Furthermore, supplying
--aggressive
will tweak the--depth
and--window
options passed togit-repack
.
See thegc.aggressiveDepth
andgc.aggressiveWindow
settings below.
By using a larger window size we're more likely to find more optimal deltas.It's probably not worth it to use this option on a given repository without running tailored performance benchmarks on it.
It takes a lot more time, and the resulting space/delta optimization may or may not be worth it. Not using this at all is the right trade-off for most users and their repositories.
挑衅的
当
--aggressive
选项被提供时,git-repack
将与被调用-f
的标志,这反过来将传递--no-reuse-delta
到GIT中包对象。
这将丢弃任何现有的增量并重新计算它们,代价是在重新打包上花费更多的时间。这种影响大多是持久的,例如,当包和松散的对象合并到另一个包中时,该包中现有的增量可能会被重新使用,但也有各种情况,我们可能会从较新的增量中选择次优增量包代替。
此外,提供
--aggressive
将调整传递给的--depth
和--window
选项git-repack
。
请参阅下面的gc.aggressiveDepth
和gc.aggressiveWindow
设置。
通过使用更大的窗口大小,我们更有可能找到更多的最佳增量。在给定的存储库上使用此选项而不在其上运行定制的性能基准测试可能不值得。
这需要更多的时间,并且由此产生的空间/增量优化可能值得也可能不值得。
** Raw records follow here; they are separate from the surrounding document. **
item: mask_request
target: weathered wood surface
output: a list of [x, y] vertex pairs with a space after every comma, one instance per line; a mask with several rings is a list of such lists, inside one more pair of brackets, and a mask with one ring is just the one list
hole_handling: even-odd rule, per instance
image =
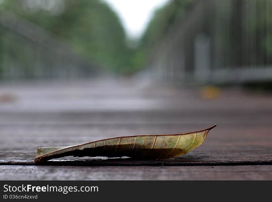
[[[103, 169], [90, 166], [133, 166], [135, 168], [122, 169], [133, 169], [135, 173], [137, 169], [139, 173], [143, 172], [143, 167], [138, 166], [139, 165], [160, 166], [154, 168], [181, 166], [183, 166], [174, 167], [180, 168], [179, 172], [185, 176], [188, 168], [193, 167], [200, 173], [204, 167], [186, 168], [184, 166], [212, 165], [217, 168], [218, 172], [222, 169], [227, 172], [232, 167], [230, 166], [272, 164], [271, 95], [228, 89], [222, 91], [218, 99], [208, 100], [202, 98], [196, 89], [147, 88], [137, 83], [108, 80], [1, 85], [0, 96], [9, 93], [16, 98], [12, 101], [0, 102], [0, 165], [6, 176], [4, 178], [0, 175], [0, 179], [11, 179], [13, 172], [21, 169], [24, 176], [18, 175], [18, 179], [30, 176], [31, 171], [40, 170], [41, 176], [45, 176], [43, 179], [83, 179], [78, 175], [69, 178], [60, 172], [76, 170], [85, 173], [86, 179], [90, 179], [97, 178], [88, 171], [95, 169], [98, 172]], [[38, 147], [73, 145], [118, 136], [189, 132], [215, 123], [218, 126], [210, 131], [200, 146], [173, 159], [70, 157], [51, 160], [46, 166], [36, 166], [33, 161]], [[220, 166], [222, 165], [228, 166], [225, 168]], [[254, 175], [256, 179], [265, 179], [263, 178], [271, 177], [271, 166], [253, 167], [255, 168], [245, 170], [245, 173], [250, 171], [249, 175], [250, 172], [256, 173]], [[120, 167], [107, 167], [116, 171]], [[173, 169], [163, 167], [165, 171], [162, 175], [168, 169]], [[211, 167], [205, 167], [214, 170]], [[266, 171], [264, 175], [261, 173], [263, 167]], [[106, 172], [105, 169], [101, 172]], [[49, 170], [54, 177], [50, 178], [46, 174]], [[110, 171], [110, 168], [108, 170], [103, 179], [118, 179], [109, 177], [115, 175], [114, 172]], [[122, 170], [120, 170], [121, 173]], [[148, 179], [174, 179], [172, 170], [169, 170], [169, 174], [165, 177], [151, 175]], [[204, 175], [207, 179], [220, 178], [212, 172], [208, 173], [211, 176]], [[227, 179], [224, 178], [227, 177], [226, 175], [221, 179]], [[199, 179], [205, 179], [197, 176]], [[181, 179], [187, 179], [184, 176]], [[145, 178], [142, 175], [142, 179]]]
[[0, 166], [0, 179], [23, 180], [272, 180], [272, 165], [236, 166]]

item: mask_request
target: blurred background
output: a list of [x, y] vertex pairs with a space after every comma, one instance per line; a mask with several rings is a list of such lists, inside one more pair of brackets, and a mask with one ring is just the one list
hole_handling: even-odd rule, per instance
[[0, 0], [1, 148], [32, 161], [38, 147], [216, 123], [200, 149], [242, 134], [257, 149], [272, 126], [271, 12], [270, 0]]
[[272, 79], [271, 9], [266, 0], [1, 0], [0, 79], [140, 73], [264, 84]]

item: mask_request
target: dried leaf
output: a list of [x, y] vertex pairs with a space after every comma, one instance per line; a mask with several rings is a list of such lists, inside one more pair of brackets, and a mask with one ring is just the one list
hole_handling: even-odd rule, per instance
[[191, 133], [121, 137], [78, 145], [41, 147], [38, 149], [34, 161], [40, 163], [68, 156], [172, 158], [185, 154], [198, 146], [209, 131], [216, 126]]

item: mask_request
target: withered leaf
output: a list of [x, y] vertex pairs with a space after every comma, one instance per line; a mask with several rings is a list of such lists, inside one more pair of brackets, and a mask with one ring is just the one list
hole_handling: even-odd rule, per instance
[[166, 159], [188, 153], [203, 142], [215, 125], [191, 133], [135, 135], [109, 138], [67, 146], [38, 149], [35, 163], [64, 156], [127, 156], [137, 159]]

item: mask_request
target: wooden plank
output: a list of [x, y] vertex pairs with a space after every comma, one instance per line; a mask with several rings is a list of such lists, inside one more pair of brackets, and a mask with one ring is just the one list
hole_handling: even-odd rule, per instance
[[[163, 129], [150, 127], [147, 129], [135, 129], [135, 127], [130, 129], [125, 126], [123, 129], [116, 127], [94, 129], [90, 127], [84, 129], [76, 127], [72, 130], [69, 127], [66, 128], [65, 126], [53, 128], [50, 126], [44, 128], [28, 126], [24, 128], [21, 126], [14, 127], [8, 131], [1, 132], [6, 135], [0, 142], [2, 150], [0, 164], [34, 165], [33, 159], [38, 147], [84, 143], [112, 137], [112, 132], [117, 136], [123, 136], [133, 131], [135, 132], [131, 134], [153, 134], [152, 132], [159, 131], [182, 132], [195, 130], [191, 125], [184, 127], [187, 129], [184, 130], [178, 129], [183, 127], [183, 126], [176, 126], [175, 127]], [[218, 126], [210, 131], [200, 146], [184, 155], [170, 159], [151, 161], [70, 157], [49, 162], [50, 165], [62, 165], [270, 164], [272, 163], [272, 137], [267, 131], [271, 129], [272, 126], [253, 126], [244, 128], [230, 128], [226, 126], [220, 128]], [[100, 134], [101, 136], [97, 136]]]
[[163, 167], [0, 166], [0, 179], [271, 180], [272, 165]]

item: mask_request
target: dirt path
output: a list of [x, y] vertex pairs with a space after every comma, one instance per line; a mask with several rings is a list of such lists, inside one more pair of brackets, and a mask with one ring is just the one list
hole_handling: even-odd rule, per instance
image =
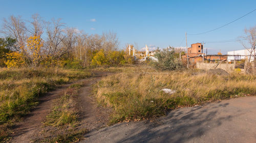
[[100, 79], [100, 77], [95, 77], [86, 81], [75, 98], [77, 108], [80, 111], [79, 128], [90, 131], [106, 126], [111, 112], [110, 109], [99, 106], [95, 98], [91, 96], [92, 85]]
[[[98, 106], [95, 99], [90, 96], [92, 92], [91, 85], [106, 74], [96, 73], [93, 77], [75, 82], [82, 82], [84, 85], [79, 90], [79, 95], [75, 99], [77, 108], [80, 111], [79, 126], [81, 128], [92, 130], [106, 125], [110, 110]], [[25, 118], [23, 122], [14, 127], [11, 142], [31, 142], [36, 134], [41, 130], [41, 123], [50, 112], [53, 100], [61, 96], [66, 89], [75, 82], [63, 85], [40, 98], [40, 103]]]
[[50, 111], [52, 101], [63, 93], [71, 83], [63, 85], [57, 90], [46, 94], [39, 99], [40, 103], [24, 119], [14, 127], [12, 142], [30, 142], [35, 133], [38, 131], [41, 122]]
[[178, 109], [153, 123], [123, 123], [82, 142], [256, 142], [256, 97]]

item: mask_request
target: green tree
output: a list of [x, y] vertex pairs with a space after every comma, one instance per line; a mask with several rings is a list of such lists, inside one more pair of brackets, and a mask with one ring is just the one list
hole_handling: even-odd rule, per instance
[[175, 56], [174, 48], [169, 47], [156, 53], [155, 56], [158, 62], [154, 62], [154, 65], [158, 68], [164, 70], [181, 69], [184, 68], [181, 61]]

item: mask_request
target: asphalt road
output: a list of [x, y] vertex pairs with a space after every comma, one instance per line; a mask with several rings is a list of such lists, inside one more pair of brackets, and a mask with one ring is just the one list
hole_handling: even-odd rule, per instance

对于大多数用户及其存储库来说,根本不使用它是正确的权衡。
And (commit 080a448):
并且(提交 080a448):
gc
docs: note how--aggressive
impacts--window
&--depth
Since 07e7dbf(
gc
: default aggressive depth to 50, 2016-08-11, Git v2.10.1) we somewhat confusingly use the same depth under--aggressive
as we do by default.As noted in that commit that makes sense, it was wrong to make more depth the default for "aggressive", and thus save disk space at the expense of runtime performance, which is usually the opposite of someone who'd like "aggressive gc" wants.
gc
文档:注意如何--aggressive
影响--window
&--depth
自07e7dbf(
gc
:默认激进深度为 50,2016 年 8 月 11 日,Git v2.10.1)以来,我们有些混淆地使用与--aggressive
默认情况下相同的深度。正如在那个有意义的提交中指出的那样,将更多深度作为“积极”的默认设置是错误的,从而以运行时性能为代价节省磁盘空间,这通常与喜欢“积极gc”的人相反想要。